关键符号：_construct_message_from_response_item, construct_chat_messages_with_tool_call, _single_chat_message, make_function_call

## 关键源码片段

### `tests/entrypoints/openai/responses/test_responses_utils.py`

扩展测试套件，添加帮助函数和新的合并行为测试，覆盖 output_text、reasoning、function_call 的各种合并场景。

### 测试帮助函数
```python
def _single_chat_message(item):
    # 从单个 item 构造消息，确保结果非空
    message = _construct_message_from_response_item(item)
    assert message is not None, 'Expected a message for item'
    return message


def make_function_call(
    *, call_id: str, name: str = 'test_function',
    arguments: str = '{}', id: str = 'tool_id',
    status: str | None = None,
) -> ResponseFunctionToolCall:
    kwargs = {
        'type': 'function_call',
        'id': id,
        'call_id': call_id,
        'name': name,
        'arguments': arguments,
    }
    if status is not None:
        kwargs['status'] = status
    return ResponseFunctionToolCall(**kwargs)

```

### 合并行为测试
```python
def test_construct_chat_messages_preserves_single_item_conversions():
    # 验证 input_text item 保持转换为 assistant content
    msg_out = make_output_message('Hello')
    result = construct_chat_messages_with_tool_call([msg_out])
    assert len(result) == 1
    assert result[0]['role'] == 'assistant'
    assert result[0]['content'] == 'Hello'

    # 验证 reasoning item 转换为 reasoning 字段
    reasoning = make_reasoning_item(content_text='Thinking...')
    result = construct_chat_messages_with_tool_call([reasoning])
    assert len(result) == 1
    assert result[0]['reasoning'] == 'Thinking...'

    # 验证 tool call 转换为 tool_calls
    tool = make_function_call(call_id='call_1')
    result = construct_chat_messages_with_tool_call([tool])
    assert len(result) == 1
    assert result[0]['tool_calls'][0]['id'] == 'call_1'

    # 验证 reasoning + tool call 合并为一条消息
    result = construct_chat_messages_with_tool_call([reasoning, tool])
    assert len(result) == 1
    assert result[0]['reasoning'] == 'Thinking...'
    assert result[0]['tool_calls'][0]['id'] == 'call_1'

```

# 评论区精华

- **合并范围讨论**：gemini-code-assist 指出新实现只合并 input_messages 内部，不与历史消息（prev_msg/prev_response_output）合并。作者回应历史消息已在 Chat 模板格式中，无需再次合并，prev_response_output 超出当前范围。
- **类型安全性讨论**：gemini-code-assist 指出使用 `assert` 确保 `tool_calls` 是列表不可靠，且可能为不可变 tuple 导致 `append` 失败。作者修复：移除 assert，将 `tool_calls` 转换为列表后再操作。
- **日志移除**：chaunceyjiang 建议移除 reasoning 跳过时的 warning 日志，作者同意并删除。

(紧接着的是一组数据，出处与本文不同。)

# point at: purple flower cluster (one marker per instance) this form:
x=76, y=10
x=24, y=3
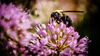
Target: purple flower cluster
x=51, y=39
x=57, y=39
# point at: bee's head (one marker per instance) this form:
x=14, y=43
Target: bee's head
x=56, y=15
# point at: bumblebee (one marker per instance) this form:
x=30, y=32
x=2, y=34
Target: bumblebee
x=59, y=16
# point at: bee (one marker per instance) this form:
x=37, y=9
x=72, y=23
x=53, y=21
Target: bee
x=59, y=16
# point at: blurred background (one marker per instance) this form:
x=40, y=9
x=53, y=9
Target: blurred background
x=85, y=23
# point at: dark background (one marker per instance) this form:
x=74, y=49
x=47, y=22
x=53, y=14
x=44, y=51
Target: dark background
x=89, y=27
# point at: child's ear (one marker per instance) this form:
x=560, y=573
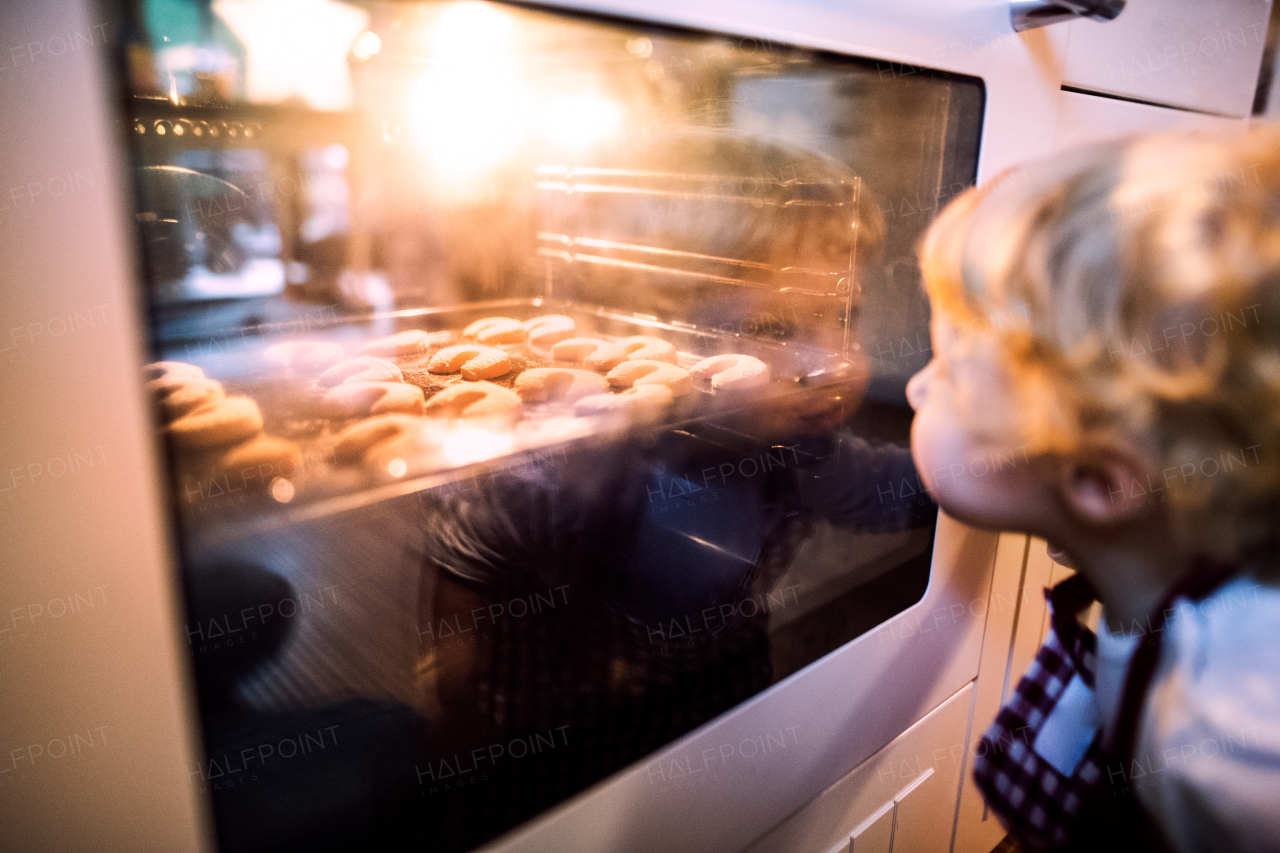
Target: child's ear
x=1105, y=487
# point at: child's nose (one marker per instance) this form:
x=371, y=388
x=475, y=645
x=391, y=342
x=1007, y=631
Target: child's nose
x=918, y=387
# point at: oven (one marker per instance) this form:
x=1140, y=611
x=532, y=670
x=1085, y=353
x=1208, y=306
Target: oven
x=622, y=603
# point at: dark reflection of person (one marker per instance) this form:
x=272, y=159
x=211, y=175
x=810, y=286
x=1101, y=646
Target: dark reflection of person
x=592, y=607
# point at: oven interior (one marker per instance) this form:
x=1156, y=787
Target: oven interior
x=579, y=587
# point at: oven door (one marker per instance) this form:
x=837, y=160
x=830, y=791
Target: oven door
x=730, y=783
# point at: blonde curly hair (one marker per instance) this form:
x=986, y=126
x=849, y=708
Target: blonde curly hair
x=1134, y=292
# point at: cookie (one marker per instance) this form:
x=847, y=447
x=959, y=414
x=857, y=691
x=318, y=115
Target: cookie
x=220, y=423
x=548, y=329
x=639, y=402
x=577, y=350
x=640, y=347
x=179, y=396
x=647, y=373
x=543, y=384
x=412, y=342
x=261, y=460
x=496, y=329
x=731, y=372
x=475, y=400
x=361, y=369
x=475, y=361
x=304, y=356
x=368, y=438
x=361, y=398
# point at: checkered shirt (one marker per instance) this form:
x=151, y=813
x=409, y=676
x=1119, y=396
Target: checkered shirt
x=1031, y=797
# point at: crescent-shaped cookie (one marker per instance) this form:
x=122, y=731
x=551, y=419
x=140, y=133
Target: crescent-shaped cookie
x=373, y=434
x=361, y=369
x=542, y=384
x=475, y=400
x=649, y=373
x=640, y=347
x=639, y=401
x=412, y=342
x=475, y=361
x=306, y=356
x=734, y=372
x=360, y=398
x=548, y=329
x=218, y=424
x=181, y=396
x=496, y=329
x=577, y=350
x=261, y=459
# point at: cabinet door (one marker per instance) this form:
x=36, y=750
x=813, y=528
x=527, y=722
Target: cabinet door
x=900, y=799
x=1183, y=53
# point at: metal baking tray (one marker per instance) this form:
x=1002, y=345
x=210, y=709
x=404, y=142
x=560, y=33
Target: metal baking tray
x=321, y=487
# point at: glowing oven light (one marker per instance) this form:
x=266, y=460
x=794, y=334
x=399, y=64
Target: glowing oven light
x=470, y=110
x=580, y=122
x=469, y=445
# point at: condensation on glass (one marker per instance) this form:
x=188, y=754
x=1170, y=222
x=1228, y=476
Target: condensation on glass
x=429, y=628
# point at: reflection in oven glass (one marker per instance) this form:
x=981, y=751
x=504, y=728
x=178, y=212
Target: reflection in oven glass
x=533, y=389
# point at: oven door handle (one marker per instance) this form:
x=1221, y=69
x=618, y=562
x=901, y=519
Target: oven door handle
x=1028, y=14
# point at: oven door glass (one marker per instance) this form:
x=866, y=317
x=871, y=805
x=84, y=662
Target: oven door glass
x=533, y=387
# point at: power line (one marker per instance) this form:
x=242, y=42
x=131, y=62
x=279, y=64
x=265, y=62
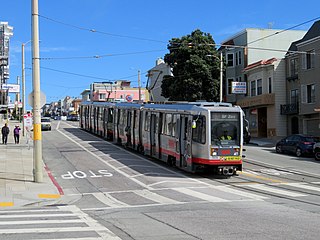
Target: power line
x=284, y=30
x=100, y=56
x=92, y=30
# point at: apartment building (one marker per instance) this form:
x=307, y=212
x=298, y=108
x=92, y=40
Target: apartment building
x=6, y=32
x=254, y=58
x=302, y=107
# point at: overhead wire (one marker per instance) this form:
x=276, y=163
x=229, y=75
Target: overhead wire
x=100, y=32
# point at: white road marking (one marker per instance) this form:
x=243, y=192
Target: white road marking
x=303, y=186
x=263, y=187
x=199, y=195
x=154, y=197
x=240, y=193
x=94, y=225
x=107, y=199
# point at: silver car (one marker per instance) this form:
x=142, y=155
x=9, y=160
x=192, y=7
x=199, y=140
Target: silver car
x=316, y=151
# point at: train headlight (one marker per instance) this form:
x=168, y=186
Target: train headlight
x=236, y=152
x=214, y=151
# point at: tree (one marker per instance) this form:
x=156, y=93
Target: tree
x=195, y=65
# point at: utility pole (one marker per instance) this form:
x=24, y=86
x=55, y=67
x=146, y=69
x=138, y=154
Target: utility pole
x=37, y=141
x=139, y=85
x=18, y=99
x=221, y=75
x=23, y=86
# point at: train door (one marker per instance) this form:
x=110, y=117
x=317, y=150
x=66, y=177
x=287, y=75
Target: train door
x=105, y=122
x=128, y=128
x=183, y=140
x=135, y=129
x=153, y=135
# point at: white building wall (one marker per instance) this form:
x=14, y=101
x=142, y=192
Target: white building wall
x=279, y=86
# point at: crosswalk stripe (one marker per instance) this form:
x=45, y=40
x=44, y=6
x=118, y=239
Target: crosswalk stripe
x=240, y=193
x=275, y=190
x=303, y=186
x=79, y=238
x=40, y=222
x=200, y=195
x=104, y=232
x=37, y=215
x=154, y=197
x=51, y=230
x=109, y=200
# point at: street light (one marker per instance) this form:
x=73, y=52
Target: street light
x=23, y=84
x=221, y=74
x=37, y=135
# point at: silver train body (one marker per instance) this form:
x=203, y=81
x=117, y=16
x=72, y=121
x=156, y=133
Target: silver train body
x=186, y=135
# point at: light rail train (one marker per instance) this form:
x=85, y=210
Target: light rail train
x=193, y=136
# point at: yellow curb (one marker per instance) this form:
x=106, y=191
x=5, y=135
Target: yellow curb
x=49, y=195
x=6, y=204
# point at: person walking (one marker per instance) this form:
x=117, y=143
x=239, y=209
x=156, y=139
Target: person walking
x=16, y=134
x=5, y=132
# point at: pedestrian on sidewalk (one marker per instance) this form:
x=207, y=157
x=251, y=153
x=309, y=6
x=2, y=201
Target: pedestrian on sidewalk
x=16, y=134
x=5, y=132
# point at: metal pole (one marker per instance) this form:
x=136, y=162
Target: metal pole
x=221, y=76
x=18, y=100
x=37, y=141
x=139, y=85
x=23, y=87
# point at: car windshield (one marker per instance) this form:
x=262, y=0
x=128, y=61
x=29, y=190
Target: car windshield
x=311, y=139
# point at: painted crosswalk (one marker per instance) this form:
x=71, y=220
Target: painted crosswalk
x=213, y=194
x=65, y=222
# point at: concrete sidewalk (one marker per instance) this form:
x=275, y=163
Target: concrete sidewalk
x=17, y=187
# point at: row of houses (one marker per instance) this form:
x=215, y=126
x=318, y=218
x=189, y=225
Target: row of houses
x=282, y=95
x=277, y=71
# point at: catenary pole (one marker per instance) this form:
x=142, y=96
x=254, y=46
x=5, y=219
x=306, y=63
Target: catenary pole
x=221, y=76
x=37, y=141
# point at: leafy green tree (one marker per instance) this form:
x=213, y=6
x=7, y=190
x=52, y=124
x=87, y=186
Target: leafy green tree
x=195, y=65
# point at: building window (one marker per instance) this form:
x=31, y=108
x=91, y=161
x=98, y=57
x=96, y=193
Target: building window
x=102, y=96
x=230, y=80
x=270, y=85
x=308, y=93
x=308, y=59
x=252, y=88
x=230, y=60
x=294, y=96
x=259, y=86
x=293, y=67
x=240, y=57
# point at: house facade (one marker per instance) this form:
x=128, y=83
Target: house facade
x=266, y=93
x=302, y=107
x=155, y=77
x=249, y=46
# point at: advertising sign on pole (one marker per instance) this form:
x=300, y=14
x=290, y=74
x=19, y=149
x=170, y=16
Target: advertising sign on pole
x=239, y=87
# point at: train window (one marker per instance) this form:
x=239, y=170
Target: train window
x=110, y=115
x=225, y=128
x=174, y=123
x=168, y=126
x=199, y=132
x=163, y=124
x=147, y=122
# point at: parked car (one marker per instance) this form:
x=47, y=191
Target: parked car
x=316, y=151
x=45, y=123
x=298, y=144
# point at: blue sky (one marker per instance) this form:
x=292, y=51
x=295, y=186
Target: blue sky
x=131, y=34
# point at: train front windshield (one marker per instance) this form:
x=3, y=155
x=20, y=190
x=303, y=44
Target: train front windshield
x=225, y=129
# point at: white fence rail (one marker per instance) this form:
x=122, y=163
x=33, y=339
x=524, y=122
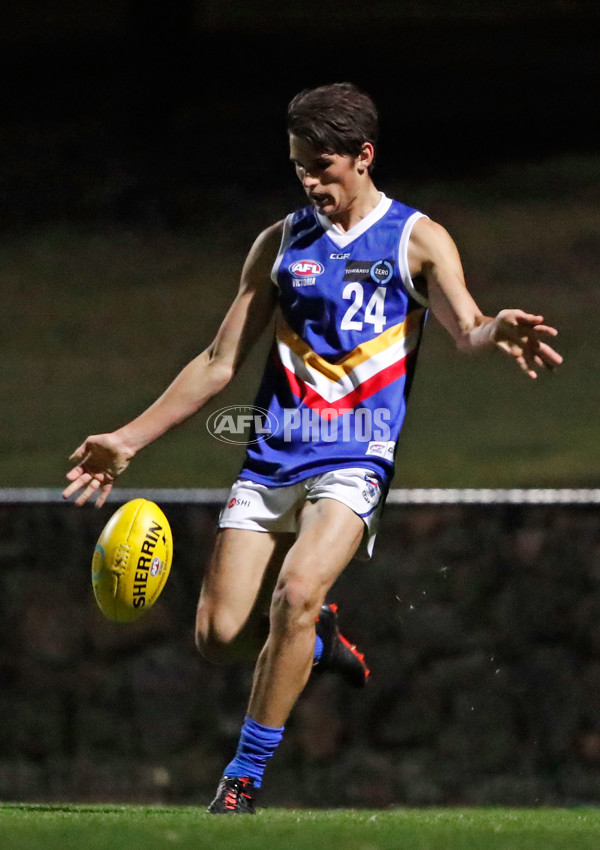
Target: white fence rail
x=418, y=496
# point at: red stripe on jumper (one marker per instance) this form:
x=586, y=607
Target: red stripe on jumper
x=312, y=399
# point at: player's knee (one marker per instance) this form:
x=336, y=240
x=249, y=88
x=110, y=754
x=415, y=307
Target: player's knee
x=296, y=602
x=215, y=635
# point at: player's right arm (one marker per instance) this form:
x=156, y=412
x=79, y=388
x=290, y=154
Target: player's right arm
x=102, y=457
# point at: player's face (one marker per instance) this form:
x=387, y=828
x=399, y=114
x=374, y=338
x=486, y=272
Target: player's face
x=333, y=182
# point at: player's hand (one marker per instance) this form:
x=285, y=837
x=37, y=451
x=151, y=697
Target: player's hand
x=100, y=459
x=523, y=336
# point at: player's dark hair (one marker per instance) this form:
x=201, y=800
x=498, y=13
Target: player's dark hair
x=337, y=118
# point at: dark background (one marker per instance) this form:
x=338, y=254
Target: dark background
x=156, y=112
x=138, y=141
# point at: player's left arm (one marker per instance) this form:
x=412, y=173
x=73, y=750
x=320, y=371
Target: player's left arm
x=434, y=258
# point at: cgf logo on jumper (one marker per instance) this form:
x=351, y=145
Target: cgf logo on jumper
x=305, y=272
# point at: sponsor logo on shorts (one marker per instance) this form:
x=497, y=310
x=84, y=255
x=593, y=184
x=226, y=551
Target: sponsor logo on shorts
x=367, y=271
x=241, y=424
x=371, y=491
x=382, y=449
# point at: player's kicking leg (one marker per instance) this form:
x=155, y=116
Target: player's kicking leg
x=329, y=536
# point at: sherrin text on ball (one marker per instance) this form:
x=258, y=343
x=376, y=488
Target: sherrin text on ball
x=132, y=560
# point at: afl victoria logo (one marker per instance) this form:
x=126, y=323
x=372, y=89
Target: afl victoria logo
x=306, y=268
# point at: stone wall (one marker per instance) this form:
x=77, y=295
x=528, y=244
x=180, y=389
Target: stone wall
x=481, y=626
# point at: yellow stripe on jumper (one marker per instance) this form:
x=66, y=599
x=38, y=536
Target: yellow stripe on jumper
x=362, y=352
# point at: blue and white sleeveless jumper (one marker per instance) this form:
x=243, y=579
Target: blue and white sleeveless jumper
x=347, y=334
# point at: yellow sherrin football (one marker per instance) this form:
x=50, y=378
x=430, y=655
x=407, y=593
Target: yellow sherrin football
x=132, y=560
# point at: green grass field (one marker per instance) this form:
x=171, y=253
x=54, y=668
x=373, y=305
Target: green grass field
x=66, y=827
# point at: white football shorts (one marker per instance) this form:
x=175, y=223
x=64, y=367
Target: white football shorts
x=257, y=507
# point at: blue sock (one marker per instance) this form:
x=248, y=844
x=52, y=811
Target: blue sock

 - 合并范围仅限 input_messages，未与历史 assistant 消息合并 (design): 作者回应 prev_msg 已在 Chat 模板格式中无需合并，prev_response_output 超出当前范围，不做处理。
 - 使用 assert 进行类型验证的风险及 tool_calls 不可变序列问题 (correctness): 作者移除 assert，添加 isinstance 检查并转换为 list。
 - 移除多余的 warning 日志 (style): 作者同意并删除。

# 风险与影响

- 风险：
 - **合并策略变更可能影响上游**：依赖于旧行为（总是新建 assistant 消息）的调用方可能因合并导致消息结构不同，但根据规范合并是正确行为。
 - **历史消息未合并**：当前合并仅覆盖当前输入内的 items，不处理与历史输出的合并，可能仍在极端场景下出现连续 assistant 消息，但作者声明此设计。
 - **测试覆盖虽然增加，但仍缺少与历史消息交互的端到端测试**。
- 影响：
 - **用户影响**：使用 Responses API 进行多轮工具调用和推理的模型（如 Qwen3、Gemma4）将生成正确的 Chat 格式消息，修复此前导致模板错误或推理崩溃的问题。BFCL 评估显示多轮准确率显著提升（例如 Gemma4 multi_turn_base 从 28.5% 提升至 79.5%）。
 - **系统影响**：仅修改前端工具函数，无性能或延迟引入。
 - **团队成员影响**：简化了消息构造逻辑，后续维护成本降低。
 - 风险标记：核心路径变更 , 兼容性影响 , 历史消息合并 gap

# 关联脉络

- PR #37294 [Responses] Combine msg (from PR body reference): 此 PR 基于 #37294 的思路重构，解决了相同的消息合并问题。